Organised by ITSLIQUID Group in partnership with YMX Arts, the event sticks to a simple model. Artists submit work, selected pieces go up, visitors turn up. Entry is free once you register. Exhibition hours from Friday are straightforward: Tuesday to Saturday, 11am to 5pm. The opening itself kicked off at 6pm on 10 July and needed an RSVP.
This is how a good chunk of London's art scene actually functions. Private initiative fills the gaps left by public institutions that often chase the same narrow set of themes. Here the focus sits on the fluid evolution of identities, the overlap between personality and architecture, digital spaces, hybrid cultural landscapes, and the messy territory where personal desires, needs and fears drive change. That leaves room for genuine variety instead of the homogenised output you see when activist gatekeepers set the terms.
A commercial platform that works
ITSLIQUID Group has been at this since 2001, founded by curator Luca Curci. The format is open to painters, sculptors, photographers, video artists, performers, architects and designers. Submissions allow unlimited works across media. They even handle the practical side: shipping, customs, installation, promotion.
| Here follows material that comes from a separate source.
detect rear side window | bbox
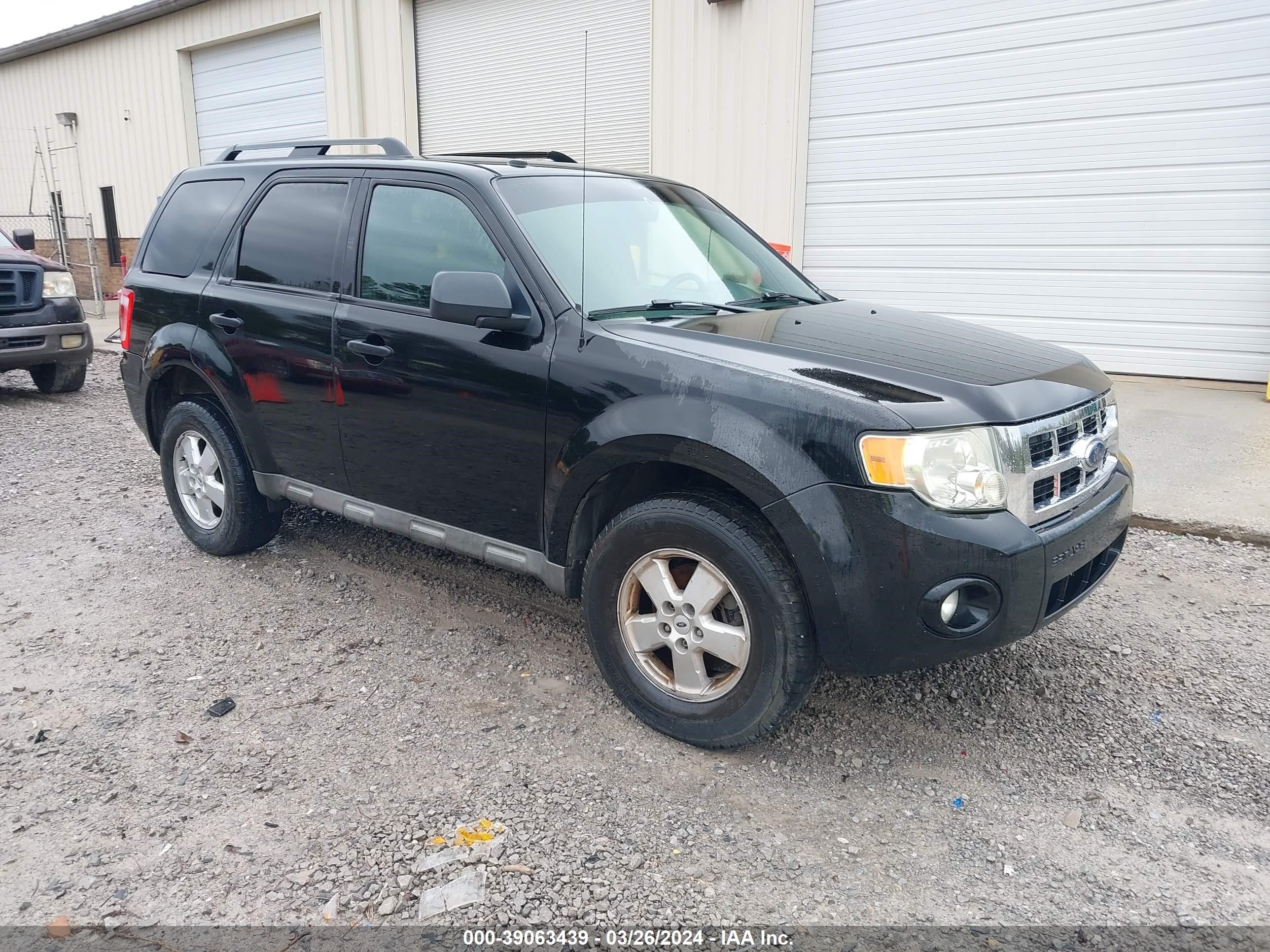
[141,179,243,278]
[236,181,348,291]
It is enterprise doing what it does best, sustaining Britain's reputation as a global art hub through open exchange rather than curated conformity.
The call for this edition closed on 31 July, which tells you the organisers keep multiple cycles running through the year at the same ELEMENTS Contemporary Art Space. Previous editions this spring drew their own crowds. This one follows the same pattern: no drama, no cancellations, just the schedule delivered.
That matters. While some parts of the art world tie themselves in knots over approved messages, events like this let artists from different countries present what they actually make. The result feels closer to real cultural vitality than another publicly funded show hammering the same progressive talking points. Free enterprise, open registration, international participation. Simple ingredients that keep London relevant.